Research isn’t definitive on how exactly obesity is linked to cancer, but numerous studies have linked lower body weight to less cancer risk, and side effects of obesity to certain types of cancer. Obese people are known to have chronic low-level inflammation, which can, over time, cause DNA damage that leads to cancer. Obesity increases the risk of gallstones, which are strongly associated with a higher risk of gallbladder cancer. Fat tissue produces excess estrogen, high levels of which have been associated with increased risks of breast, endometrial, and ovarian cancer.

In 2016, the International Agency for Research on Cancer (a branch of the World Health Organization) published a report linking obesity to a higher risk of 12 cancers, Live Science notes.

The National Institute of Diabetes and Digestive Diseases reports that two in three U.S. adults are considered to be overweight or obese.
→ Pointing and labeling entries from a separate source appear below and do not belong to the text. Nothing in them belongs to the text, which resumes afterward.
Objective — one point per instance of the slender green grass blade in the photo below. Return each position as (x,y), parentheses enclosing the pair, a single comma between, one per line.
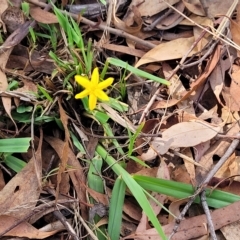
(134,187)
(116,208)
(137,71)
(16,145)
(14,163)
(216,198)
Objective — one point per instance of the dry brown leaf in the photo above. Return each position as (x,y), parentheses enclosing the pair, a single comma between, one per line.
(189,166)
(229,168)
(194,7)
(20,58)
(194,227)
(235,28)
(185,134)
(203,21)
(20,195)
(2,181)
(77,176)
(231,231)
(124,49)
(118,23)
(147,8)
(234,103)
(3,7)
(194,86)
(42,16)
(23,229)
(65,150)
(6,100)
(217,77)
(167,51)
(218,148)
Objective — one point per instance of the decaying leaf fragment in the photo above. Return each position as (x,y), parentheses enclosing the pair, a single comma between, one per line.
(185,134)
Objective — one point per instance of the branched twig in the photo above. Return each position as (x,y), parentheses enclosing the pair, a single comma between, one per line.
(102,26)
(146,110)
(208,215)
(207,179)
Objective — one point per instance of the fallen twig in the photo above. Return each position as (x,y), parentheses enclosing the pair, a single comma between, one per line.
(204,183)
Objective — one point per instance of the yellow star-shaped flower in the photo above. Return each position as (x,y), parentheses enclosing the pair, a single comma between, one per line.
(93,88)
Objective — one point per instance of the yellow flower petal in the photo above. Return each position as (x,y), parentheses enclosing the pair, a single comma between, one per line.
(95,77)
(82,94)
(101,95)
(106,83)
(83,81)
(92,101)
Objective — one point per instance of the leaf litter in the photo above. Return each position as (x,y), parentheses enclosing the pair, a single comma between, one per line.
(190,127)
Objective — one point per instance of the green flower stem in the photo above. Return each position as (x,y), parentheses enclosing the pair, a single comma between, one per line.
(135,188)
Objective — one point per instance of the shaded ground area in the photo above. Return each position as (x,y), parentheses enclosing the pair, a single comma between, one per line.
(119,119)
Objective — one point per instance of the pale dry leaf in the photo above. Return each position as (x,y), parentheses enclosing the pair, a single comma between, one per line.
(160,145)
(188,165)
(195,7)
(117,118)
(167,51)
(235,28)
(217,77)
(231,231)
(77,176)
(218,148)
(203,21)
(147,8)
(225,170)
(118,23)
(234,103)
(187,134)
(21,193)
(200,149)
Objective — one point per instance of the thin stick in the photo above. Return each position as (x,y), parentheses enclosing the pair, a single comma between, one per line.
(208,215)
(146,110)
(207,179)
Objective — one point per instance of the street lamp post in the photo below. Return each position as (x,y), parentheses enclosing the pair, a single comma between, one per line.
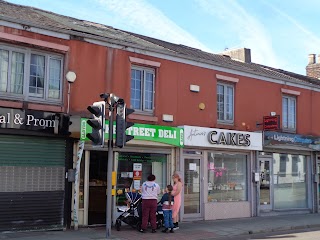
(111,100)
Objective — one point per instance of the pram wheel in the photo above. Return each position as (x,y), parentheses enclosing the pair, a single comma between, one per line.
(118,224)
(138,225)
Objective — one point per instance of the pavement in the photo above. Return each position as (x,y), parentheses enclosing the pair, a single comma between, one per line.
(193,230)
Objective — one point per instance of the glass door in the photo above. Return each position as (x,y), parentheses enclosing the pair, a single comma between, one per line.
(265,184)
(192,187)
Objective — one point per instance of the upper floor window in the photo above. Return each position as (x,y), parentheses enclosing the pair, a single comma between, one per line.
(289,113)
(29,74)
(142,89)
(225,102)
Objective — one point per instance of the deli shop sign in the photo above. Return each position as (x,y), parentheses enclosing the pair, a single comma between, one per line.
(221,138)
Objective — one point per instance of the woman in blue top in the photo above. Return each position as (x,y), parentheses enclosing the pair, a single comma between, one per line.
(167,201)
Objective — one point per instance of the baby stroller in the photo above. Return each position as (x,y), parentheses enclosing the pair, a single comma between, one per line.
(132,215)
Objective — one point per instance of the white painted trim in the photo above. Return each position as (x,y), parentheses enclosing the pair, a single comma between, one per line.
(194,88)
(227,78)
(291,92)
(32,41)
(35,30)
(167,118)
(144,62)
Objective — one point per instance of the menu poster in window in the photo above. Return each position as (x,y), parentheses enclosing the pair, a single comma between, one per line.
(136,184)
(137,167)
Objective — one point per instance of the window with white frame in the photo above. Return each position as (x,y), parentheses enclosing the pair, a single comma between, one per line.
(289,113)
(30,75)
(225,102)
(142,89)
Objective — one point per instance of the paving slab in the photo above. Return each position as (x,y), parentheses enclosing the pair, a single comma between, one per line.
(196,230)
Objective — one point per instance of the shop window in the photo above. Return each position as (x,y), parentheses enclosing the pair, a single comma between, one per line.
(30,75)
(227,177)
(142,89)
(289,113)
(283,166)
(133,170)
(290,190)
(225,102)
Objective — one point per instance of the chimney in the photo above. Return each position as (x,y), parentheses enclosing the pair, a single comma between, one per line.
(312,58)
(313,67)
(240,54)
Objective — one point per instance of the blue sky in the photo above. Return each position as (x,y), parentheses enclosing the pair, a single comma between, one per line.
(280,34)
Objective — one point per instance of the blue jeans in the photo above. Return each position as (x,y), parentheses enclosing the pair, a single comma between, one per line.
(167,216)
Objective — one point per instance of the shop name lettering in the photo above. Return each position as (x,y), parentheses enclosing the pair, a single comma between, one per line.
(28,120)
(233,139)
(151,132)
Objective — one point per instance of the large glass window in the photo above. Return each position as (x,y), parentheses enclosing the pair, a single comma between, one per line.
(31,75)
(225,102)
(133,170)
(142,89)
(227,177)
(290,185)
(289,113)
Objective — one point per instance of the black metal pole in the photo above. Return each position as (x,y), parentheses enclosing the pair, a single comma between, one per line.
(109,174)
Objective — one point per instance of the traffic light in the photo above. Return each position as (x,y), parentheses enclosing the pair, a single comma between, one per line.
(98,110)
(122,124)
(64,123)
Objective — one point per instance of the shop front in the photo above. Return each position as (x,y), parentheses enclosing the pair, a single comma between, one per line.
(217,167)
(153,151)
(33,157)
(288,171)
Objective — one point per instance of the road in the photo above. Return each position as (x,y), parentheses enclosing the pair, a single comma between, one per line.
(306,234)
A poor diet high in processed food, and low exercise rates have contributed to the obesity epidemic among millenials.

Researchers conclude that their findings have significant public health implications, particularly for health care providers and policy makers, and provide a stepping stone for future research on the relationship between the obesity epidemic and early onset cancer.

They also noted that their study found only an association between obesity and cancer, and cannot prove that obesity causes these cancers. Nor can it prove that the obesity epidemic is responsible for the increases in cancer rates in young adults.

As the BBC points out, obesity is only one factor — the environment, genetics and other issues also play roles. Not everyone who gets these cancers is overweight either, and not everyone who is obese will necessarily get these cancers.

Despite the findings, it’s not all bad news on the cancer front: The study shows that rates have declined or stabilized in all but two of 18 non-obesity related cancers, including smoking-related and infection-related cancers.